SPG Points & Gold Elite Status: With the 2.29% convenience fee from Value Tax Payment, you’re effectively paying 2.29 cents per Starwood point when you pay $30,000 in taxes within a calendar year.
SPG Points & Gold Elite Status – Net Result: Pay $687 in credit card convenience fees and earn 30,000 Starwood points & Starwood Gold elite status for spending $30,000 in taxes within calendar year.
SPG Points & Gold Elite Status – My Thoughts: 30,000 SPG points will get you 3 nights at a category 4 Starwood hotel. Gold elite status is good for 4 pm late check out and free internet, but not much else.
9. Bank of America Virgin Atlantic credit card – $573 for 52,500 Virgin Atlantic Miles (Or 105,000 Hilton POints)
- Earn 7,500 miles after spending $15,000 within a calendar year
This means that you can earn 30,000 Virgin Atlantic miles (22,500 miles for regular spending because you earn 1.5 miles per $1 spent + 7,500 bonus miles) after spending $15,000 in a calendar year or a return of 2 miles per $1 spent on the card.
With the 2.29% convenience fee from Value Tax Payment for using an American Express card, you’re effectively paying 1.15 cents per Virgin America point (or 0.58 per Hilton point) for the 1st $15,000 paid in taxes in a calendar year with the Bank of America Virgin Atlantic credit card.
Net Result : Pay $344 in credit card convenience fees and earn 30,000 Virgin Atlantic miles (or 60,000 Hilton hotel points) for spending $15,000 in taxes within calendar year.
- Earn another 7,500 miles after spending $25,000 within a calendar year
This means that you can earn 52,500 Virgin Atlantic miles (37,500 miles for regular spending because you earn 1.5 miles per $1 spent + 15,000 bonus miles) after spending $25,000 in a calendar year or a return of 2.1 miles per $1 spent on the card.
With the 2.29% convenience fee from Value Tax Payment for using an American Express card, you’re effectively paying 1.09 cents per Virgin America point (or 0.55 per Hilton point) for the 1st $25,000 paid in taxes in a calendar year with the Bank of America Virgin Atlantic credit card.
Net Result : Pay $573 in credit card convenience fees and earn 52,500 Virgin Atlantic miles (or 105,000 Hilton hotel points) for spending $25,000 in taxes within calendar year.
Virgin Atlantic charges fuel surcharges for award flights, and there is a very stiff penalty (25% of the miles if cancelled outside of 7 days of departure or 100% of the award miles if cancelled within 7 days of departure) for cancelling award bookings.
But Virgin Atlantic miles could be useful for upgrading paid tickets on Virgin Atlantic or for transferring to Hilton, because you get 2 Hilton points for 1 Virgin Atlantic point.

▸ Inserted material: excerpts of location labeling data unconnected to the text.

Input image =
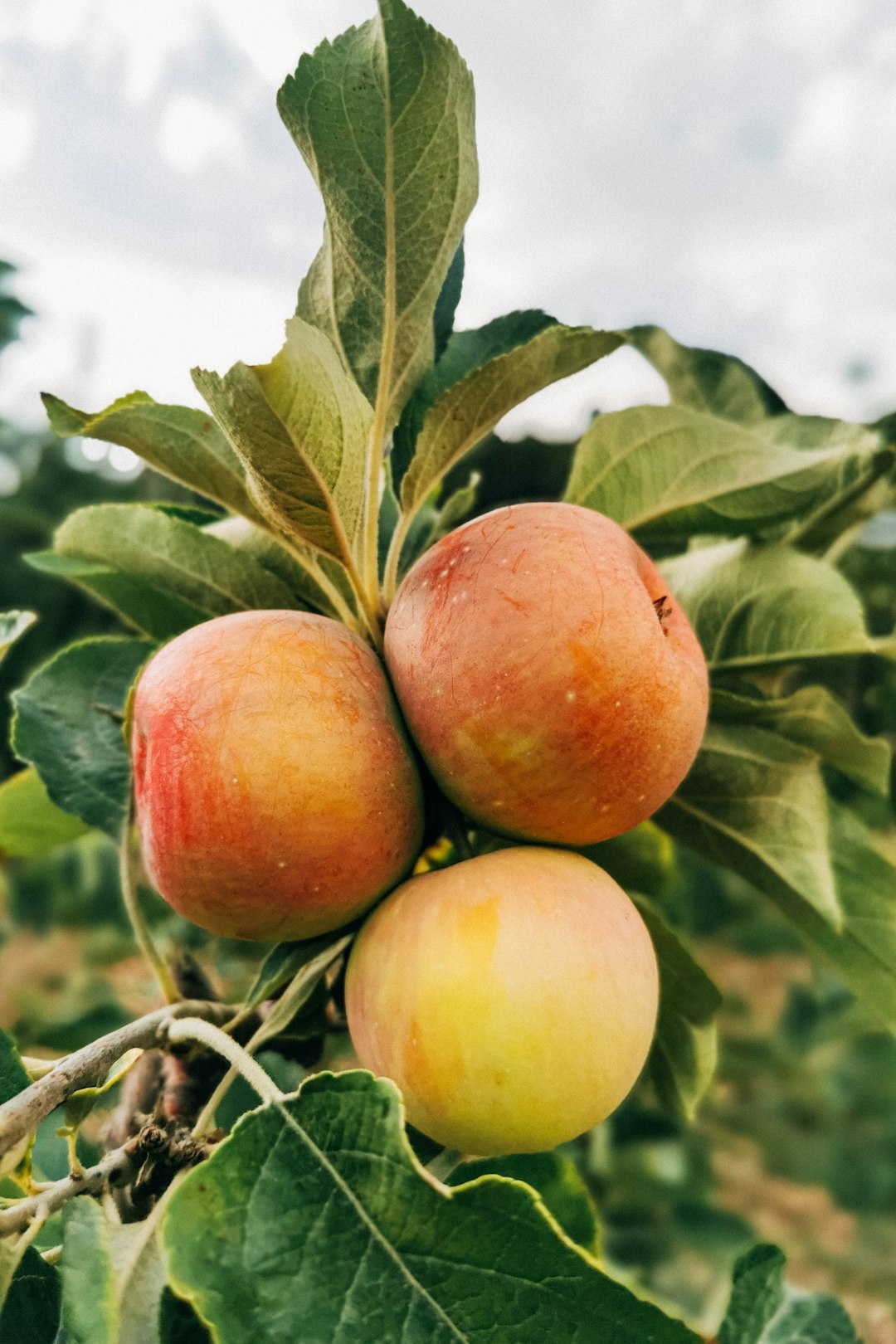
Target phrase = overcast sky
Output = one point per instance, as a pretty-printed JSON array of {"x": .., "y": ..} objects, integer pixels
[{"x": 726, "y": 168}]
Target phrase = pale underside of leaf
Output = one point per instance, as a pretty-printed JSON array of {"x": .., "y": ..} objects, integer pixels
[
  {"x": 12, "y": 626},
  {"x": 371, "y": 1248},
  {"x": 179, "y": 441},
  {"x": 173, "y": 555},
  {"x": 674, "y": 470}
]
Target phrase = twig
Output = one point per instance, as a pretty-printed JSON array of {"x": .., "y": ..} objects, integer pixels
[
  {"x": 113, "y": 1170},
  {"x": 86, "y": 1068},
  {"x": 134, "y": 914},
  {"x": 193, "y": 1029}
]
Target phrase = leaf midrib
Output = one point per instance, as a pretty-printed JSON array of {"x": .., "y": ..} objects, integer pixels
[{"x": 375, "y": 1233}]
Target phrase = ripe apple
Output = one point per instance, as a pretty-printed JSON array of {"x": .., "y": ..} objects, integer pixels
[
  {"x": 547, "y": 674},
  {"x": 512, "y": 997},
  {"x": 275, "y": 791}
]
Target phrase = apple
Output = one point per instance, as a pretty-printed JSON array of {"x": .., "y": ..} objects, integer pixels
[
  {"x": 547, "y": 674},
  {"x": 275, "y": 791},
  {"x": 512, "y": 997}
]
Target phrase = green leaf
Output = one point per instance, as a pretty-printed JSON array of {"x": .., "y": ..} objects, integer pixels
[
  {"x": 89, "y": 1305},
  {"x": 758, "y": 606},
  {"x": 30, "y": 1313},
  {"x": 815, "y": 719},
  {"x": 309, "y": 576},
  {"x": 140, "y": 1277},
  {"x": 179, "y": 1322},
  {"x": 670, "y": 472},
  {"x": 139, "y": 604},
  {"x": 707, "y": 381},
  {"x": 642, "y": 859},
  {"x": 757, "y": 802},
  {"x": 446, "y": 303},
  {"x": 765, "y": 1311},
  {"x": 165, "y": 558},
  {"x": 14, "y": 1077},
  {"x": 30, "y": 823},
  {"x": 290, "y": 960},
  {"x": 67, "y": 724},
  {"x": 864, "y": 952},
  {"x": 299, "y": 425},
  {"x": 314, "y": 1222},
  {"x": 179, "y": 441},
  {"x": 555, "y": 1179},
  {"x": 465, "y": 353},
  {"x": 12, "y": 626},
  {"x": 436, "y": 520},
  {"x": 683, "y": 1059},
  {"x": 383, "y": 117},
  {"x": 481, "y": 377}
]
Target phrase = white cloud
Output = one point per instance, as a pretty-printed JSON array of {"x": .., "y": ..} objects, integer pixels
[
  {"x": 17, "y": 128},
  {"x": 193, "y": 134}
]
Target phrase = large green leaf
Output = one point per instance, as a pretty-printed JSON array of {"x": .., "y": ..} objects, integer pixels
[
  {"x": 864, "y": 951},
  {"x": 89, "y": 1303},
  {"x": 179, "y": 441},
  {"x": 383, "y": 117},
  {"x": 559, "y": 1183},
  {"x": 299, "y": 426},
  {"x": 754, "y": 802},
  {"x": 815, "y": 719},
  {"x": 30, "y": 821},
  {"x": 178, "y": 572},
  {"x": 765, "y": 1311},
  {"x": 314, "y": 1222},
  {"x": 670, "y": 470},
  {"x": 683, "y": 1058},
  {"x": 67, "y": 724},
  {"x": 757, "y": 802},
  {"x": 707, "y": 381},
  {"x": 30, "y": 1313},
  {"x": 12, "y": 1071},
  {"x": 481, "y": 377},
  {"x": 757, "y": 606},
  {"x": 14, "y": 624}
]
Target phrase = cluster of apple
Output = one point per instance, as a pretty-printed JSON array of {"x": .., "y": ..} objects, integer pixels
[{"x": 558, "y": 696}]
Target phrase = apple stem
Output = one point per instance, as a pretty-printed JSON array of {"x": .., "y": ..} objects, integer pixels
[{"x": 134, "y": 914}]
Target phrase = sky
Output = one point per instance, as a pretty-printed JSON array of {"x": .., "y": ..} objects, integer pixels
[{"x": 726, "y": 169}]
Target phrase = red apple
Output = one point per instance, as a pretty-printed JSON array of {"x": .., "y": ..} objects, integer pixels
[
  {"x": 275, "y": 785},
  {"x": 547, "y": 674}
]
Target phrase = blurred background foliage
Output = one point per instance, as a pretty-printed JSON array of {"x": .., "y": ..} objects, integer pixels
[{"x": 796, "y": 1142}]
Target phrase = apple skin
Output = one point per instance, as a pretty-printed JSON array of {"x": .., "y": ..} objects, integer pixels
[
  {"x": 550, "y": 689},
  {"x": 275, "y": 791},
  {"x": 512, "y": 997}
]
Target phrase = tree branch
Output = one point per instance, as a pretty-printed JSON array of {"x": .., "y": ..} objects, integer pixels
[
  {"x": 86, "y": 1068},
  {"x": 116, "y": 1168}
]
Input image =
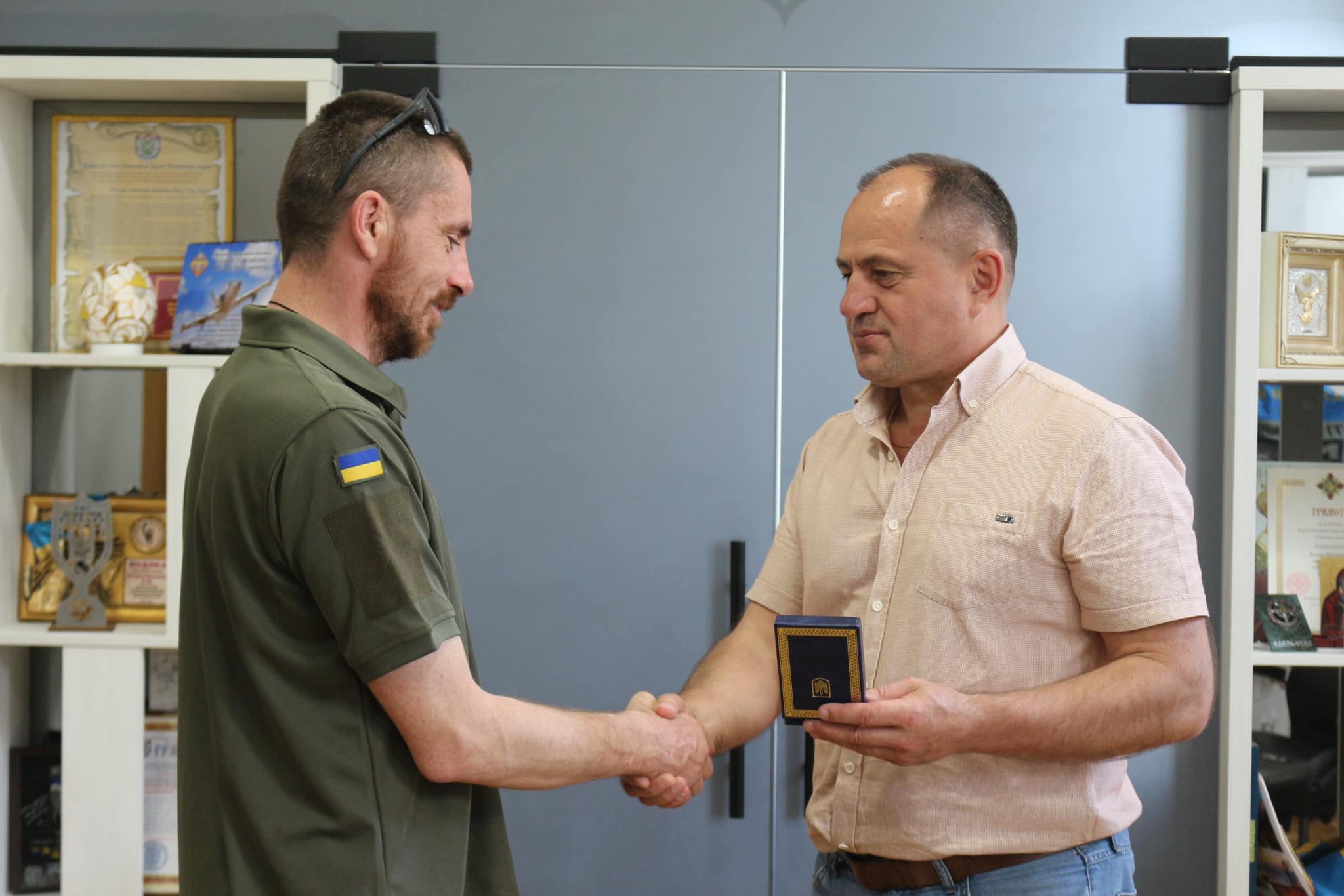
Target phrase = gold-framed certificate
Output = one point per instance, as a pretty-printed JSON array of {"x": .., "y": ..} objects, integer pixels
[{"x": 128, "y": 187}]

My Thoughts: This is the best card to actually earn Hilton points with since you pay 0.55 cents per point (up to $25,000 per calendar year) instead of 0.63 with the Citi Hilton Reserve.
But you don’t earn Hilton Diamond status or the free night with the Virgin Atlantic card, so I’d use this card only after spending $40,000 on the Citi Hilton Reserve. And the difference in point earning may not be worth the annual fee.
10. American Express DElta Platinum & Reserve – Silver to Diamond Medallion Status & 80,000 to 410,000 Delta miles
I listed how to earn all levels of Delta Medallion status in an earlier post on earning airline elite status with a credit card.
Here’s the net result after paying a 2.29% convenience fee from Value Tax Payment,
- $1,260 for Silver Medallion Status & 80,000 miles after spending $55,000 within 1 calendar year
- $2,519 for Gold Medallion Status & 160,000 miles after spending $110,000 within 1 calendar year
- $3,893 for Platinum Medallion Status & 250,000 miles after spending $170,000 within 1 calendar year
- $6,412 for Diamond Medallion Status Status & 410,000 miles after spending $280,000 within 1 calendar year
My Thoughts: I don’t value airline elite status because I don’t fly on paid tickets very much, but this could be useful for folks who fly often and want to maintain Delta elite status.
Bottom Line: Sometimes the extra miles and points could be worth the convenience fee to pay your taxes with a credit card.
But do the math for yourself to be sure you aren’t overpaying for the miles and points!